At his Harvard University commencement speech, Zuckerberg said: “Our generation will have to deal with tens of millions of jobs replaced by automation like self-driving cars and trucks. When our parents graduated, purpose reliably came from your job, your church, your community.
But today, technology and automation are eliminating many jobs. Membership in communities is declining. Many people feel disconnected and depressed, and are trying to fill a void.”
For us, that “void” has manifested in the increasing cases of kidnapping for ransom, banditry, armed robbery, cultist activities, ritual killing, excessive gambling and a plethora of societal problems.
Gates, on the other hand, said:
“I just want to say one word to you. That word would likely be robots.” What was his point? Robots are already taking jobs meant for humans.
We should all be concerned because population explosion may be considered positive hindrance in the way of economic development of a country because of the pressures it put on infrastructure and other facilities.
In a ‘capital poor’ and technologically backward country like Nigeria, growth of population reduces output by lowering the per capita availability of capital.

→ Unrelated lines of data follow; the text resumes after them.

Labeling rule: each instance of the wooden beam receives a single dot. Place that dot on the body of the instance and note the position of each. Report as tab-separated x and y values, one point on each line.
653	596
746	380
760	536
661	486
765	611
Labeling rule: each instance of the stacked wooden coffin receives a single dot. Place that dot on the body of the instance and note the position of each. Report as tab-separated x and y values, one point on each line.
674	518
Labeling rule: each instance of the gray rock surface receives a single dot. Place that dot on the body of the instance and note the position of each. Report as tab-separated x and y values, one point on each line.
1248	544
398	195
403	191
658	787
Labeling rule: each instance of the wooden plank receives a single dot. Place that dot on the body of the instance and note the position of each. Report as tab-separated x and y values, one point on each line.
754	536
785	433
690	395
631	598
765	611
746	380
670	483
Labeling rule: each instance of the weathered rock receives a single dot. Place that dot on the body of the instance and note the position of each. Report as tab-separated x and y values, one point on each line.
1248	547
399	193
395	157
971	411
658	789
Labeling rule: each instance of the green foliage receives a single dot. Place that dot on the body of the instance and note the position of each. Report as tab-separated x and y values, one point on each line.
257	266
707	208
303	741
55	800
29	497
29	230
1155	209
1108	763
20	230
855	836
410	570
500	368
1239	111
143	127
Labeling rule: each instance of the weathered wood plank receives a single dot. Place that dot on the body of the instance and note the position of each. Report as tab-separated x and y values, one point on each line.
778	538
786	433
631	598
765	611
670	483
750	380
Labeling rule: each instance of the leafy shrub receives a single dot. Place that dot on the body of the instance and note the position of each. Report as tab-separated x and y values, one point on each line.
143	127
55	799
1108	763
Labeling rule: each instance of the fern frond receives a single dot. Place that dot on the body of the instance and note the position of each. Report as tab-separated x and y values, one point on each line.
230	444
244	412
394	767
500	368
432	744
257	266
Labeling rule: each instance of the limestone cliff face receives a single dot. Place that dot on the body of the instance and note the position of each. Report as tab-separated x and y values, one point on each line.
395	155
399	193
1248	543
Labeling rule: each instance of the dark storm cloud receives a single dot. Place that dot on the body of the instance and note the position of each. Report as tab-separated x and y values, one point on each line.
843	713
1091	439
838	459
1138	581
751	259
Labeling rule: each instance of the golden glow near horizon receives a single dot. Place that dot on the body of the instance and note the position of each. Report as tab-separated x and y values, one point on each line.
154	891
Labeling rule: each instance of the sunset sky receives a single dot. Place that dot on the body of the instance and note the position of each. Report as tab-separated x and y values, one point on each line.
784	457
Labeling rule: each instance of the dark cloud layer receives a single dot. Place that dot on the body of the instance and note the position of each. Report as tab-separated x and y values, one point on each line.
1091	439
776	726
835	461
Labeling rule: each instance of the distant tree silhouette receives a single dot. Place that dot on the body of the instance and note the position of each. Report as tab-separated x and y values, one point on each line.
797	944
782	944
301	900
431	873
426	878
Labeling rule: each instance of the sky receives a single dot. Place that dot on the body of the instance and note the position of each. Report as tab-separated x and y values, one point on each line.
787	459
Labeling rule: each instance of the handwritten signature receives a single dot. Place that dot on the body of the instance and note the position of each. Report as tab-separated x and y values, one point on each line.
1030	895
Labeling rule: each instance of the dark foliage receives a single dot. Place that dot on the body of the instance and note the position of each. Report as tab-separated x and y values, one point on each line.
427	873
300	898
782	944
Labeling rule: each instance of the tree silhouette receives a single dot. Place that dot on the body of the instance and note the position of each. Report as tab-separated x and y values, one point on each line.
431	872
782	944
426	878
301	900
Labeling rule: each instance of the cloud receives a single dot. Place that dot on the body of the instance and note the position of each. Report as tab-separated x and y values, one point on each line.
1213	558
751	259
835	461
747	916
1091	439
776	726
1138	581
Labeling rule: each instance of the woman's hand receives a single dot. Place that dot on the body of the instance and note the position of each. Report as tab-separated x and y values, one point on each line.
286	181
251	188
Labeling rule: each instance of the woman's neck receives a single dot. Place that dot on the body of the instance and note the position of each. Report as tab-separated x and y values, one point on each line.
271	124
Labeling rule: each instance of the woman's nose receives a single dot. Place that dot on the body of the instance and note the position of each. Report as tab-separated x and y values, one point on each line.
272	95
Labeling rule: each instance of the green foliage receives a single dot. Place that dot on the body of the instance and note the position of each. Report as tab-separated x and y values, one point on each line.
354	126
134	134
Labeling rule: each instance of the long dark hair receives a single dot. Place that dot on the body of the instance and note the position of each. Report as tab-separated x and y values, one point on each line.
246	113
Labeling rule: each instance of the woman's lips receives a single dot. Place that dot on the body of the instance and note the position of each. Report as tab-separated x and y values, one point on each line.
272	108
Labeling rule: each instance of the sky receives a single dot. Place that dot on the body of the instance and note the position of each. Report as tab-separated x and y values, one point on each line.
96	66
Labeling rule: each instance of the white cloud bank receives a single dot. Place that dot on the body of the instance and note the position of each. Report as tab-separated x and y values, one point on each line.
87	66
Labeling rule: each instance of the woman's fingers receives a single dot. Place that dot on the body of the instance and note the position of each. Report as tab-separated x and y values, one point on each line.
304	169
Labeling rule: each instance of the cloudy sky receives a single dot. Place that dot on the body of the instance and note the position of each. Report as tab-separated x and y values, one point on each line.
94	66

Due to higher birth rate and low expectation, the percentage of dependents is understandably very high. A large part of the population is in the non-productive group which simply consumes and does not produce much.
The rapid growth of population thus diminishes the availability of capital per head which reduces the productivity of the labour force. Income is reduced because it caters for the consumers thereby curtailing the capacity to save which, in turn, adversely affects capital formation.
A rapidly growing population also increases the requirements of demographic investment which at the same time reduces the capacity of the people to save.
Beyond corruption, our investment requirements are going beyond our investing capacity. I visited a teaching hospital recently and I was silently weeping. I couldn’t believe what I saw; this use to be a centre of excellence in the past but now looks like a “mere consulting clinic,” (apologies to Lt. Gen. Joshua Dogonyaro (retd).
Visit a normal maternity clinic in any of our general hospitals and you’d be amazed by the number of expectant mothers you’ll see – doctors and facilities are often stretched beyond breaking point. The time to act is now.